Die offizielle Länderspielpremiere folgte 1972 gegen Frankreich – zehn
Jahre bevor es in der BRD so weit war. In der DDR war den Frauen das
Fußballspielen nie verboten, das erste Länderspiel wurde aber erst 1989
organisiert. So betrachtet liest sich die Entwicklung des Schweizer
Frauenfußballs dieser Jahre fast schon progressiv.
Dass dabei die populäre Skirennfahrerin Marie-Theres Nadig, die 1972 zwei
olympische Goldmedaillen gewonnen hatte, eine besondere Rolle spielte,
gehört auch zu den regionalen Besonderheiten der Geschichte des Schweizer
Frauenfußballs. Die Organisatoren in Basel schätzten, dass die Hälfte der
gut 4.000 Zuschauer bei der Länderspielpremiere wegen Nadig gekommen war,
die bei einem Vorspiel mitkickte. „Nadig hat einen maßgeblichen Anteil
daran, dass der Frauenfußball in dieser Zeit an Akzeptanz gewann“, sagt
Historikerin Meier. Der 1963 gegründete FC Goitschel war übrigens nach den
französischen Skirennfahrerinnen Marielle und Christine Goitschel benannt,
die in ihrer Freizeit auch Fußball spielten.

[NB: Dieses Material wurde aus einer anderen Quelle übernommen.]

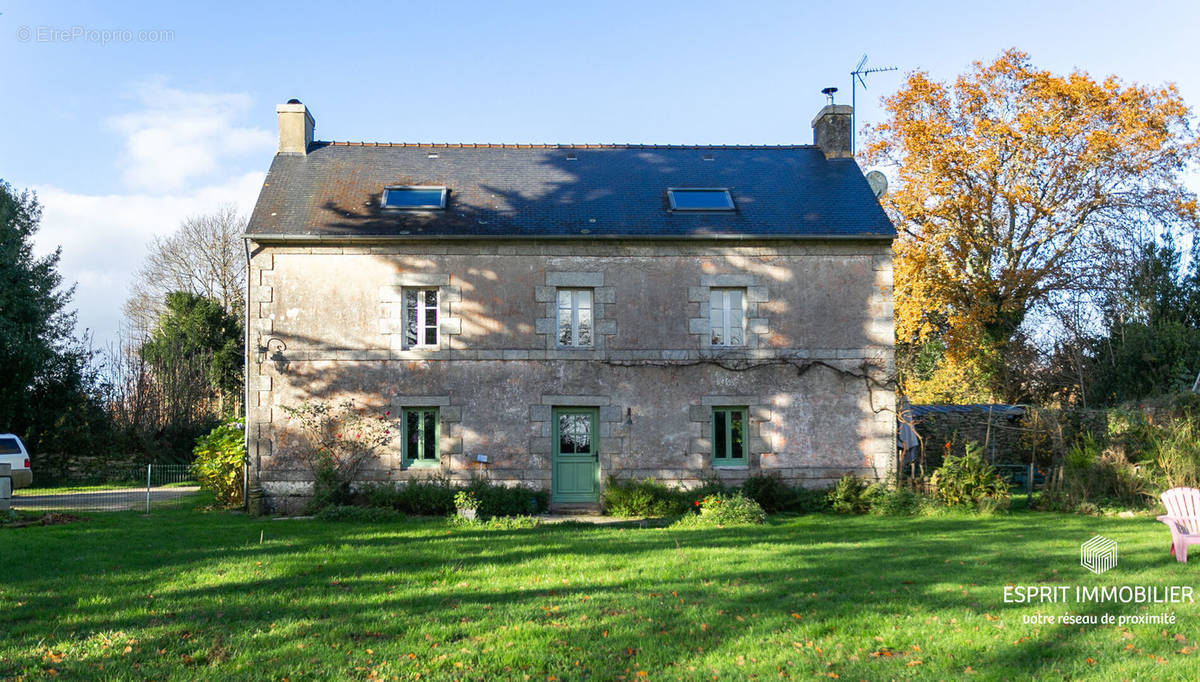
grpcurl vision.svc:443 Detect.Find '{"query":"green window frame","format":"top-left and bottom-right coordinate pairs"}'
top-left (712, 407), bottom-right (748, 467)
top-left (403, 407), bottom-right (439, 465)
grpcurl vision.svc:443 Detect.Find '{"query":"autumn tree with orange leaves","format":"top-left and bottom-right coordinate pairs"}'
top-left (865, 49), bottom-right (1200, 403)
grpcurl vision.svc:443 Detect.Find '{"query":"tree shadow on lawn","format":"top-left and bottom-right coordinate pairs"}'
top-left (5, 512), bottom-right (1195, 678)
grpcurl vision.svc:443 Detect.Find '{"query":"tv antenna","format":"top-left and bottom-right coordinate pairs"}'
top-left (850, 54), bottom-right (898, 155)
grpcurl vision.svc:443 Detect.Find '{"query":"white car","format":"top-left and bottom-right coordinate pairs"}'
top-left (0, 434), bottom-right (33, 489)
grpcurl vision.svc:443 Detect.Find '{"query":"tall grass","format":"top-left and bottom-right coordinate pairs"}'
top-left (1155, 418), bottom-right (1200, 489)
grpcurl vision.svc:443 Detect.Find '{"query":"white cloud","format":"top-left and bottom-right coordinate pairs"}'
top-left (108, 82), bottom-right (275, 193)
top-left (31, 172), bottom-right (266, 349)
top-left (22, 83), bottom-right (276, 350)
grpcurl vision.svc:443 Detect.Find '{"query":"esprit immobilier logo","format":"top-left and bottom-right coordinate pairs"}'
top-left (1081, 535), bottom-right (1118, 574)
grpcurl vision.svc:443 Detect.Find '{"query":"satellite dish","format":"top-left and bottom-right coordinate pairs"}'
top-left (866, 171), bottom-right (888, 199)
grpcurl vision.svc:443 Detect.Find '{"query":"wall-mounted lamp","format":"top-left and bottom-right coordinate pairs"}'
top-left (625, 407), bottom-right (633, 426)
top-left (256, 338), bottom-right (289, 373)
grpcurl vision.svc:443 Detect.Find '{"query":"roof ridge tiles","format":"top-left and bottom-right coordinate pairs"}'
top-left (319, 141), bottom-right (817, 150)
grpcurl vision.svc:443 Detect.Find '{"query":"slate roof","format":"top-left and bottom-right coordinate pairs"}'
top-left (246, 142), bottom-right (895, 240)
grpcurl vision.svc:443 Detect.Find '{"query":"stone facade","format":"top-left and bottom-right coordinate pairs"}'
top-left (246, 239), bottom-right (896, 512)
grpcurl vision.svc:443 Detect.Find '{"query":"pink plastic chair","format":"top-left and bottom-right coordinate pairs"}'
top-left (1157, 487), bottom-right (1200, 562)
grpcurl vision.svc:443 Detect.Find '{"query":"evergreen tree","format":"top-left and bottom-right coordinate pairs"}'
top-left (141, 291), bottom-right (242, 415)
top-left (1089, 241), bottom-right (1200, 403)
top-left (0, 180), bottom-right (109, 476)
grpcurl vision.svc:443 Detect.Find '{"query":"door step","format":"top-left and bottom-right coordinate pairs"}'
top-left (549, 502), bottom-right (603, 515)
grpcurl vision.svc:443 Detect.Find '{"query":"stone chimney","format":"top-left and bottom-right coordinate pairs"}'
top-left (276, 99), bottom-right (314, 155)
top-left (812, 103), bottom-right (853, 159)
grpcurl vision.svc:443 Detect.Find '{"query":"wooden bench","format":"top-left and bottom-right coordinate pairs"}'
top-left (1157, 487), bottom-right (1200, 562)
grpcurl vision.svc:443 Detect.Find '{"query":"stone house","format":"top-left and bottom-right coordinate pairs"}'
top-left (244, 99), bottom-right (896, 513)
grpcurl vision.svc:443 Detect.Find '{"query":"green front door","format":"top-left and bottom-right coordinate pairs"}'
top-left (552, 408), bottom-right (599, 503)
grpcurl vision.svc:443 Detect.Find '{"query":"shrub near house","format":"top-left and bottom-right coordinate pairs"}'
top-left (930, 443), bottom-right (1011, 511)
top-left (191, 420), bottom-right (244, 506)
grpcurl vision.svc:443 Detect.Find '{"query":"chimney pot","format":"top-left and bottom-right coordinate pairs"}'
top-left (812, 104), bottom-right (853, 159)
top-left (276, 101), bottom-right (315, 155)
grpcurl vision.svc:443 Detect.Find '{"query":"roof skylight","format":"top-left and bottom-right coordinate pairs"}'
top-left (381, 186), bottom-right (447, 210)
top-left (667, 188), bottom-right (735, 211)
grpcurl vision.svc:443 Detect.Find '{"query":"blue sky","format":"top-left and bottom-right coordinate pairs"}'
top-left (2, 0), bottom-right (1199, 347)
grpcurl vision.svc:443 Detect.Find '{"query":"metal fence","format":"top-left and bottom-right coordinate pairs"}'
top-left (993, 463), bottom-right (1046, 491)
top-left (10, 464), bottom-right (200, 513)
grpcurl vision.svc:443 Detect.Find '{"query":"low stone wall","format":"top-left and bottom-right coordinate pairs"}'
top-left (1, 463), bottom-right (11, 512)
top-left (910, 407), bottom-right (1110, 470)
top-left (912, 410), bottom-right (1026, 468)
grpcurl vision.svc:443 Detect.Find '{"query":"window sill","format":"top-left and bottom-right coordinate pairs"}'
top-left (403, 461), bottom-right (441, 468)
top-left (712, 464), bottom-right (748, 469)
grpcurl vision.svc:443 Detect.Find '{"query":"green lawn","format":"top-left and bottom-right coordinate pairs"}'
top-left (3, 497), bottom-right (1200, 680)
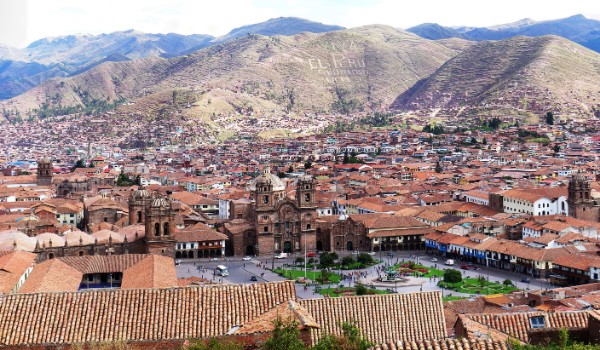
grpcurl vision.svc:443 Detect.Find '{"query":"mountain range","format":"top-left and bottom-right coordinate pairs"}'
top-left (407, 14), bottom-right (600, 52)
top-left (0, 17), bottom-right (344, 99)
top-left (1, 15), bottom-right (600, 126)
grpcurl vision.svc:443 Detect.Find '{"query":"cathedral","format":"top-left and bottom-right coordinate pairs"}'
top-left (224, 168), bottom-right (317, 256)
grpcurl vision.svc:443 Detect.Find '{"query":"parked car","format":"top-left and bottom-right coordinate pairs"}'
top-left (250, 276), bottom-right (258, 281)
top-left (386, 252), bottom-right (394, 257)
top-left (242, 256), bottom-right (252, 261)
top-left (445, 259), bottom-right (455, 266)
top-left (352, 251), bottom-right (360, 255)
top-left (307, 252), bottom-right (317, 258)
top-left (521, 277), bottom-right (531, 283)
top-left (209, 257), bottom-right (219, 262)
top-left (174, 259), bottom-right (181, 266)
top-left (431, 258), bottom-right (438, 262)
top-left (368, 252), bottom-right (376, 256)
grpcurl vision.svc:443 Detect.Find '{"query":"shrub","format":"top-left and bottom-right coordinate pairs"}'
top-left (357, 253), bottom-right (374, 265)
top-left (503, 279), bottom-right (513, 286)
top-left (443, 269), bottom-right (462, 284)
top-left (341, 256), bottom-right (355, 266)
top-left (319, 252), bottom-right (336, 268)
top-left (355, 283), bottom-right (367, 296)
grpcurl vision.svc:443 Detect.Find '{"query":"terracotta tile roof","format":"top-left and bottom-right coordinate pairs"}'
top-left (367, 227), bottom-right (432, 238)
top-left (350, 214), bottom-right (429, 230)
top-left (234, 300), bottom-right (319, 334)
top-left (18, 259), bottom-right (83, 294)
top-left (0, 251), bottom-right (36, 294)
top-left (553, 253), bottom-right (600, 270)
top-left (298, 291), bottom-right (446, 346)
top-left (121, 255), bottom-right (179, 289)
top-left (19, 254), bottom-right (179, 293)
top-left (0, 281), bottom-right (296, 346)
top-left (175, 223), bottom-right (228, 242)
top-left (462, 311), bottom-right (589, 342)
top-left (372, 338), bottom-right (511, 350)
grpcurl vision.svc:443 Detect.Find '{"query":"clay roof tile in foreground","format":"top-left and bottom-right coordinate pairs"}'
top-left (0, 281), bottom-right (296, 346)
top-left (299, 291), bottom-right (446, 346)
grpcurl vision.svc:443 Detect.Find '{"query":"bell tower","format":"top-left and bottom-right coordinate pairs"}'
top-left (144, 193), bottom-right (176, 257)
top-left (568, 174), bottom-right (598, 221)
top-left (37, 158), bottom-right (53, 186)
top-left (254, 168), bottom-right (275, 210)
top-left (129, 188), bottom-right (151, 225)
top-left (296, 176), bottom-right (316, 208)
top-left (296, 176), bottom-right (317, 253)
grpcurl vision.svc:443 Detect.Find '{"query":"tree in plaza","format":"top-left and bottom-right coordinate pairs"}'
top-left (341, 256), bottom-right (355, 267)
top-left (262, 317), bottom-right (307, 350)
top-left (356, 253), bottom-right (374, 265)
top-left (319, 252), bottom-right (337, 268)
top-left (443, 269), bottom-right (462, 284)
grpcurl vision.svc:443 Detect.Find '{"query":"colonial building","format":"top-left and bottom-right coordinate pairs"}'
top-left (223, 168), bottom-right (317, 256)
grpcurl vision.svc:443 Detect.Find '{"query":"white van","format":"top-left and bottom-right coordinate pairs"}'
top-left (445, 259), bottom-right (455, 266)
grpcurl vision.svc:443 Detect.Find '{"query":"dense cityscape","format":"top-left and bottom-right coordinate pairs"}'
top-left (3, 1), bottom-right (600, 349)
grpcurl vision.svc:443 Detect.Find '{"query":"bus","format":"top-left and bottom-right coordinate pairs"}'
top-left (215, 265), bottom-right (229, 277)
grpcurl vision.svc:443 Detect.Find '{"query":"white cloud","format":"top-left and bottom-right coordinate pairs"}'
top-left (0, 0), bottom-right (598, 48)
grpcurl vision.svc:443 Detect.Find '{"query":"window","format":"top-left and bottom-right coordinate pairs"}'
top-left (264, 226), bottom-right (268, 232)
top-left (306, 224), bottom-right (311, 230)
top-left (155, 223), bottom-right (160, 236)
top-left (263, 195), bottom-right (269, 204)
top-left (164, 222), bottom-right (170, 236)
top-left (530, 316), bottom-right (545, 329)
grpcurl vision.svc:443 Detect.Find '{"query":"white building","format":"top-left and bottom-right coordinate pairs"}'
top-left (501, 189), bottom-right (568, 216)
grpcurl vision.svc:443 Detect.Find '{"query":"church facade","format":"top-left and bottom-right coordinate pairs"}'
top-left (224, 169), bottom-right (318, 256)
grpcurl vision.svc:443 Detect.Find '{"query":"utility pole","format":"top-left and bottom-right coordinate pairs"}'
top-left (304, 232), bottom-right (307, 279)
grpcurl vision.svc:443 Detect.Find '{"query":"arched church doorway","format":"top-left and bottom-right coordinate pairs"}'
top-left (283, 241), bottom-right (292, 253)
top-left (316, 241), bottom-right (323, 251)
top-left (246, 245), bottom-right (255, 256)
top-left (346, 241), bottom-right (354, 251)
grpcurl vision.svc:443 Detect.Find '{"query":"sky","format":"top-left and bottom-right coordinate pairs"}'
top-left (1, 0), bottom-right (600, 48)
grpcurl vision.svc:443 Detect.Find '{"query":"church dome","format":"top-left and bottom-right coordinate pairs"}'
top-left (151, 197), bottom-right (170, 208)
top-left (92, 230), bottom-right (124, 244)
top-left (64, 230), bottom-right (95, 246)
top-left (36, 233), bottom-right (65, 248)
top-left (0, 229), bottom-right (36, 252)
top-left (247, 167), bottom-right (286, 192)
top-left (130, 188), bottom-right (150, 200)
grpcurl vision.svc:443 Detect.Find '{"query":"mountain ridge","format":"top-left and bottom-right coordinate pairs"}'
top-left (407, 14), bottom-right (600, 52)
top-left (0, 17), bottom-right (347, 100)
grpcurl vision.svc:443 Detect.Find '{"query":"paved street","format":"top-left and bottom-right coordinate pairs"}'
top-left (175, 251), bottom-right (554, 299)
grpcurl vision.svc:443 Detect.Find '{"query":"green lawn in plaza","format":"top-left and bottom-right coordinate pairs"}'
top-left (438, 276), bottom-right (519, 295)
top-left (273, 267), bottom-right (341, 284)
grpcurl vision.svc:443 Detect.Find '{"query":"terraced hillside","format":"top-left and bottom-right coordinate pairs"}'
top-left (392, 36), bottom-right (600, 117)
top-left (0, 26), bottom-right (459, 122)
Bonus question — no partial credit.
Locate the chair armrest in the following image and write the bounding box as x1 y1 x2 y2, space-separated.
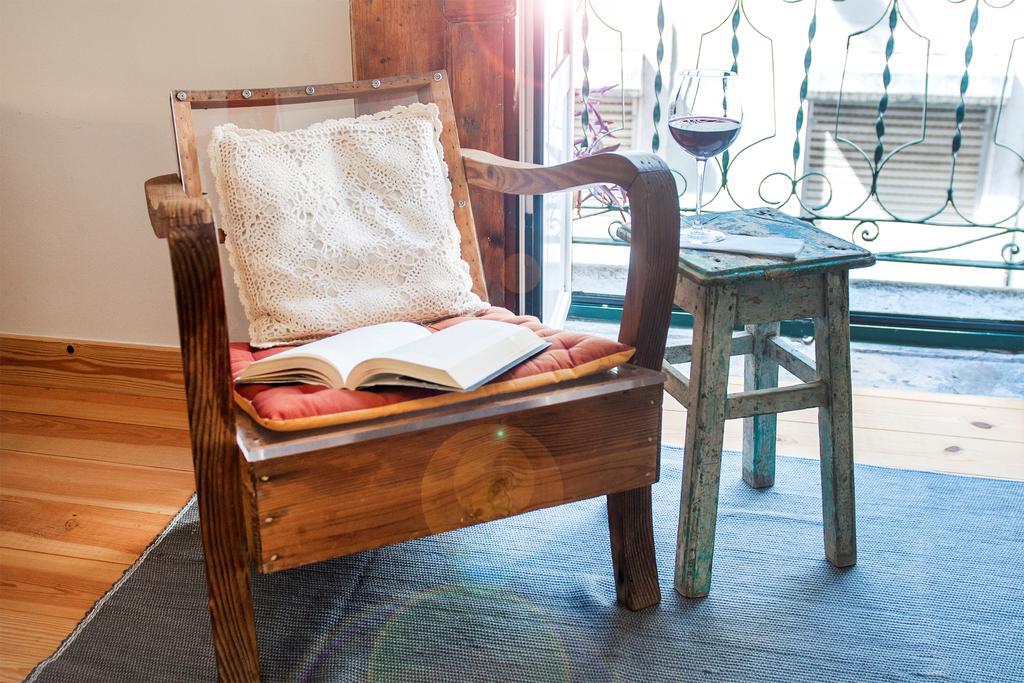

Doch warum haben die Schweizer Fußballerinnen trotz vergleichsweise
günstiger Ausgangsvoraussetzungen den Anschluss verloren? Meier hat einen
Grundwebfehler ausgemacht. „Bis heute“, sagt sie, „hängt die Entwicklung
des Fußballs der Frauen zu sehr von einzelnen Führungspersonen im SFV ab.
Es fehlt an einem gemeinsamen Selbstverständnis, einer Vision, was dem
Verband der Fußball der Frauen wert ist.“
Insbesondere im Ligabetrieb gebe es einen großen Nachholbedarf. Die
Akteurinnen dort seien immer noch mit erstaunlichen Zuständen konfrontiert.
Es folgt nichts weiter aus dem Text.